Aku berbalik dan menatap mereka. Roda gigi Equis langsung menyerang punggungku yang terbuka, tetapi Lay menghunus pedang La Sencia untuk menebas mereka.
“Inilah dunia yang kau ciptakan,” kataku. “Dunia yang kau berikan pada kami . Dengarkan lagu yang mereka kirimkan untukmu, Misha.”
Sebuah retakan menjalar di sepanjang lingkaran sihir roda gigi yang menahan mereka.
“Dunia ini dipenuhi dengan begitu banyak kebaikan.”
Oh, sekarang saya ingat.
“Lihatlah bumi, Sasha. Dunia yang kau inginkan sedang tersenyum begitu cerah.”
Itu benar.
Itu benar!
Kita mungkin tidak akan pernah mendapatkan keajaiban.
Namun kita memiliki Raja Iblis yang tak terkalahkan di pihak kita!
“Misha, Sasha,” kataku. “Sampai kapan kalian berdua akan tidur terus? Ini sudah hampir fajar. Kalau kalian tidak segera membereskan kekacauan ini, kalian akan terlambat ke sekolah.”
Tepat saat itu, Lay berteriak, “Anos!”
Salah satu dari sekian banyak roda gigi yang ditembakkan telah lolos dari pedang suci Lay dan dengan cepat mendekatiku dari belakang. Namun, aku mengabaikannya demi menghadapi Misha dan Sasha sambil merentangkan tanganku lebar-lebar.
Kembalilah padaku.
Lingkaran sihir roda gigi yang menahan mereka hancur. Mereka melesat maju menggunakan Fless, terbang tepat ke arahku.
“Jangan berani-beraninya kau menyentuh Raja Iblisku!” teriak Sasha.
Mata Ilahi Akhir melotot ke arah roda gigi, mencabik-cabiknya.
Mata Ilahi Asal berkedip. “Dunia es.”
Dunia es terbentuk, bola kaca kecil menelan roda gigi ke kedalaman bekunya.
Dan kedua saudari itu langsung melompat ke pelukanku.

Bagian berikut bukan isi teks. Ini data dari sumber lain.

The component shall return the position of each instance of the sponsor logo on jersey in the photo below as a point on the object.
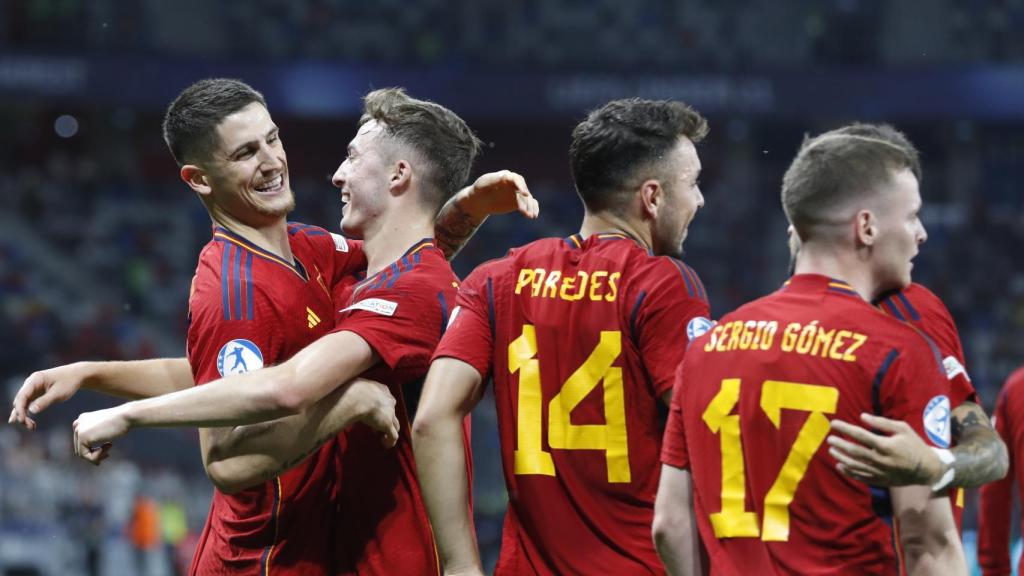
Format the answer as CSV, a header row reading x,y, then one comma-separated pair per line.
x,y
340,244
376,305
937,420
698,326
238,357
452,318
311,318
953,368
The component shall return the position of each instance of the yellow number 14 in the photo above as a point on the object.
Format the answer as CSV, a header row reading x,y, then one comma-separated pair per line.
x,y
530,458
734,521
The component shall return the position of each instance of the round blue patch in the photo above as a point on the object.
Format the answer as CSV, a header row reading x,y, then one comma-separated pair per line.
x,y
238,357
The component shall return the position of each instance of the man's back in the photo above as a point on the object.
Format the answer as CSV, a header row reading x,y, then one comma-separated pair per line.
x,y
756,397
582,338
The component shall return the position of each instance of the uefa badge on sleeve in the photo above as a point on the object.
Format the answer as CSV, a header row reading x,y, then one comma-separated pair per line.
x,y
238,357
937,420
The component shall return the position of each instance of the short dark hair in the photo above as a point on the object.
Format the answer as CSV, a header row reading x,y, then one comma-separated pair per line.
x,y
622,137
834,168
436,133
190,122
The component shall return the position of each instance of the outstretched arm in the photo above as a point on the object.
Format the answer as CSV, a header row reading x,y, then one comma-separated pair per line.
x,y
254,397
452,388
900,457
495,193
244,456
132,379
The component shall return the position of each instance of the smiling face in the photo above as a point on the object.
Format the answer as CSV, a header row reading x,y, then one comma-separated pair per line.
x,y
363,177
899,232
682,199
247,172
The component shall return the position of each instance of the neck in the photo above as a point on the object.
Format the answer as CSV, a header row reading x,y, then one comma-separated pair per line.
x,y
846,265
387,241
596,222
270,235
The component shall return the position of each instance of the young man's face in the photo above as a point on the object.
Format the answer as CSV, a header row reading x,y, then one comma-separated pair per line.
x,y
900,231
682,197
248,170
364,178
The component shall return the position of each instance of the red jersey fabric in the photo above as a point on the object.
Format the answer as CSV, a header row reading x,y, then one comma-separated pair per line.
x,y
755,397
920,306
383,528
250,309
581,338
995,506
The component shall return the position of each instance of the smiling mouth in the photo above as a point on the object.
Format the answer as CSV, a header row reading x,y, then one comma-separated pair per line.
x,y
271,187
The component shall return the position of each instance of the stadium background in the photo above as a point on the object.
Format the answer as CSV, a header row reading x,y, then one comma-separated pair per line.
x,y
98,238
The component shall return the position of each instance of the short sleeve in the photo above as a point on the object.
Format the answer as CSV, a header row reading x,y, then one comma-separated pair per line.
x,y
469,336
673,311
913,388
674,451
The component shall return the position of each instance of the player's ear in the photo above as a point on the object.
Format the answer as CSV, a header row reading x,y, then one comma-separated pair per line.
x,y
196,178
401,176
651,198
865,228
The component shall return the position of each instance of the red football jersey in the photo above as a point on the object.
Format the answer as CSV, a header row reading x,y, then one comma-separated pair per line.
x,y
995,506
582,338
923,310
756,396
401,312
250,309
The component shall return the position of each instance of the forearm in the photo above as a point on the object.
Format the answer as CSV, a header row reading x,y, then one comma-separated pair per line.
x,y
440,460
455,225
245,456
139,378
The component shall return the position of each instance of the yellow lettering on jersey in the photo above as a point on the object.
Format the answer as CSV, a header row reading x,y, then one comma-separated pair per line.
x,y
610,436
529,455
733,521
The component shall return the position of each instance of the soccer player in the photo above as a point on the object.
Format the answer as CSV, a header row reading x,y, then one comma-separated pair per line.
x,y
754,397
995,506
581,336
408,158
262,291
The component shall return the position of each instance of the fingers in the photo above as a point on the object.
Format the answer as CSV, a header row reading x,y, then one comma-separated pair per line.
x,y
856,433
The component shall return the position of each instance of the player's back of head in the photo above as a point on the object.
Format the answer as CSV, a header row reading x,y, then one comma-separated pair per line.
x,y
836,172
623,142
442,140
190,122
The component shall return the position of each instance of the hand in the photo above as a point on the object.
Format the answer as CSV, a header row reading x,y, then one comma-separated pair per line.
x,y
901,458
44,388
94,430
375,407
498,193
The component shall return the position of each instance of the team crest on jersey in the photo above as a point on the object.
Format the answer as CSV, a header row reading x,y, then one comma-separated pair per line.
x,y
340,244
937,420
238,357
698,326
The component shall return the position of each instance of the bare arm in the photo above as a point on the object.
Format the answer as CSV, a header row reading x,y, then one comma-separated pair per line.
x,y
254,397
928,534
142,378
495,193
900,457
675,529
244,456
452,388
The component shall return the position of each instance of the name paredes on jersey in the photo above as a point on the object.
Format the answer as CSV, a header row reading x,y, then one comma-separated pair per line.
x,y
808,339
598,286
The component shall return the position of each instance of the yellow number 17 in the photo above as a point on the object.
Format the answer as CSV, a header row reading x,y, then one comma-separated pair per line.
x,y
530,458
734,521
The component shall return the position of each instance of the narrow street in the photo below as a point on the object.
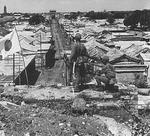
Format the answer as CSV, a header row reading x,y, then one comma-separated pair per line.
x,y
55,74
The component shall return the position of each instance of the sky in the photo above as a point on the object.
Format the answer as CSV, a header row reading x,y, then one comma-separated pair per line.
x,y
72,5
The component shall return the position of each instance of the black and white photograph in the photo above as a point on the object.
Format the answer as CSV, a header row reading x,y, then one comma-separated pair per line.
x,y
74,67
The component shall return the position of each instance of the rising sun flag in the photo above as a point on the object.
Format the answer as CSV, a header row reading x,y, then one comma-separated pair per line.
x,y
9,44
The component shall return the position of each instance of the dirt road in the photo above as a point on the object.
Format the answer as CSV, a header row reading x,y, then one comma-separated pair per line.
x,y
55,74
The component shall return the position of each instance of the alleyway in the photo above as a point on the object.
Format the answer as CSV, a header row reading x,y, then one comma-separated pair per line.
x,y
57,73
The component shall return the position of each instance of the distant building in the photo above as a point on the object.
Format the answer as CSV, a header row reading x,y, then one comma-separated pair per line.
x,y
52,14
5,10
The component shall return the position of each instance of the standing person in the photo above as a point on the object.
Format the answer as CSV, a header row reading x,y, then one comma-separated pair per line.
x,y
79,56
50,55
107,75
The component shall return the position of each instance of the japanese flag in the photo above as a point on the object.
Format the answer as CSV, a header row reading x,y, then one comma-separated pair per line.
x,y
9,44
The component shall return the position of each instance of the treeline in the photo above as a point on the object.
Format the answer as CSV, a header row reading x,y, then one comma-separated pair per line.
x,y
138,19
105,14
92,15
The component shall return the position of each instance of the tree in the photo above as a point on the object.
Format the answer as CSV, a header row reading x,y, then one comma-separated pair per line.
x,y
110,18
132,19
36,19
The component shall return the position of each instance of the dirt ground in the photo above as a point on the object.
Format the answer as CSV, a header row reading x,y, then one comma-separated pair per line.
x,y
46,111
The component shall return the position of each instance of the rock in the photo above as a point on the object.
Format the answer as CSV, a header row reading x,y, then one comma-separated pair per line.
x,y
1,89
2,133
114,127
79,104
8,105
16,89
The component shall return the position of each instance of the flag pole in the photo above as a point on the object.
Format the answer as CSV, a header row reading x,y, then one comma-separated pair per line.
x,y
14,69
23,59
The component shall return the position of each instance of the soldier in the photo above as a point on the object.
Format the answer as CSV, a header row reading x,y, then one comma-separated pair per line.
x,y
107,75
79,56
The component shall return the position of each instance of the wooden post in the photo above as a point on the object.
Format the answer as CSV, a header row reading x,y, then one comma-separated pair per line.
x,y
41,50
14,69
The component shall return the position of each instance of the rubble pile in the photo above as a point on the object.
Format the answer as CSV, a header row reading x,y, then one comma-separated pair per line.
x,y
42,121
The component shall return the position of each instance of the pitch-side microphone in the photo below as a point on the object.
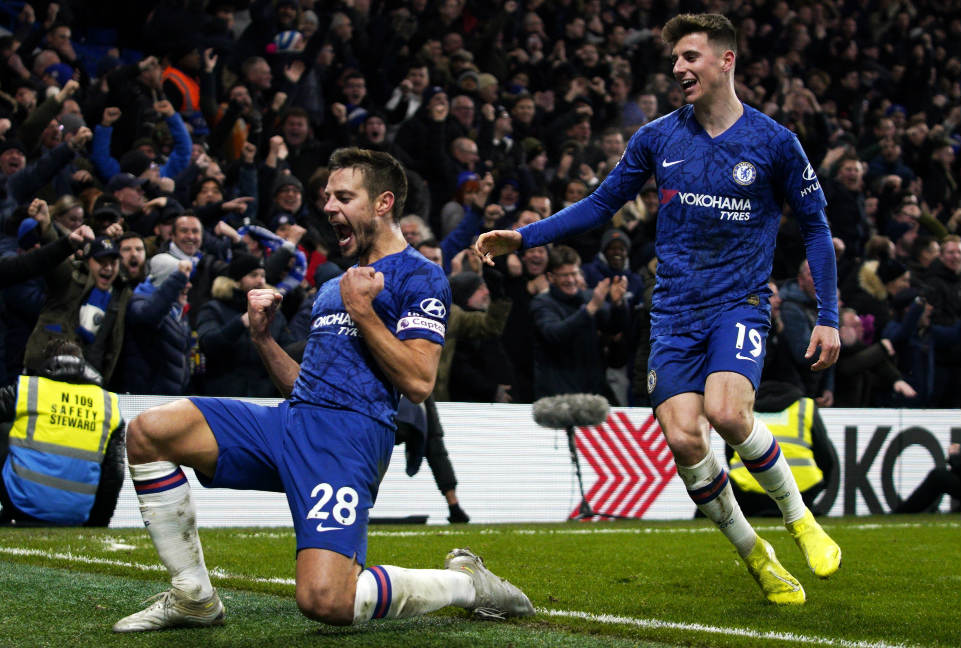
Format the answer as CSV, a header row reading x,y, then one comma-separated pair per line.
x,y
570,410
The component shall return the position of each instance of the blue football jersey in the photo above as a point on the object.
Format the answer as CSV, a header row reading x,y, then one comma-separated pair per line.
x,y
338,370
720,205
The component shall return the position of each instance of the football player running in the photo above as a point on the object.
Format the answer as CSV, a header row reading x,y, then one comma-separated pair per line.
x,y
723,171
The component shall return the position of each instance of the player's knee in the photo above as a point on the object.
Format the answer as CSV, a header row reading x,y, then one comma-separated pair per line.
x,y
140,439
146,436
325,605
728,418
687,448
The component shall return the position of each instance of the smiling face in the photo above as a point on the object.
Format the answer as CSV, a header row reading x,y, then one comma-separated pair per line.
x,y
616,255
565,278
188,234
104,270
133,255
700,67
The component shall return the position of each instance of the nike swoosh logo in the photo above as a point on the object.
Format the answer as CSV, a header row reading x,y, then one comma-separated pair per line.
x,y
322,528
794,587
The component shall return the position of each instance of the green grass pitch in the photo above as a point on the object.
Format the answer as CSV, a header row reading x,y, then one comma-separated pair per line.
x,y
602,584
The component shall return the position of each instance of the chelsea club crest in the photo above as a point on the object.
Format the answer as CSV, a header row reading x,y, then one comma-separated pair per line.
x,y
744,173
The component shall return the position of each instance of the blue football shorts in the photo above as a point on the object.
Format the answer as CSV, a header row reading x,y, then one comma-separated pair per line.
x,y
734,341
328,462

“Hmm. Kalian berdua memang lama sekali bangunnya,” kataku.
Air mata menggenang di mata mereka, tetapi mereka membalasku dengan senyuman.
“Aku tidak bisa menahannya…” gerutu Sasha.
“Aku juga tidur,” imbuh Misha.
Lay terbang untuk melindungi punggungku, mengarahkan pedang La Sencia ke Equis.
“Nah,” kataku, perlahan berbalik menatap tajam ke arah kumpulan roda gigi itu. “Aku sudah melindungi apa yang perlu dilindungi. Kalian sudah bersenang-senang.”
Kekuatan sihir hitam dilepaskan dari seluruh tubuhku.
“Sekarang giliranku. Aku akan meremukkanmu sepuasnya.”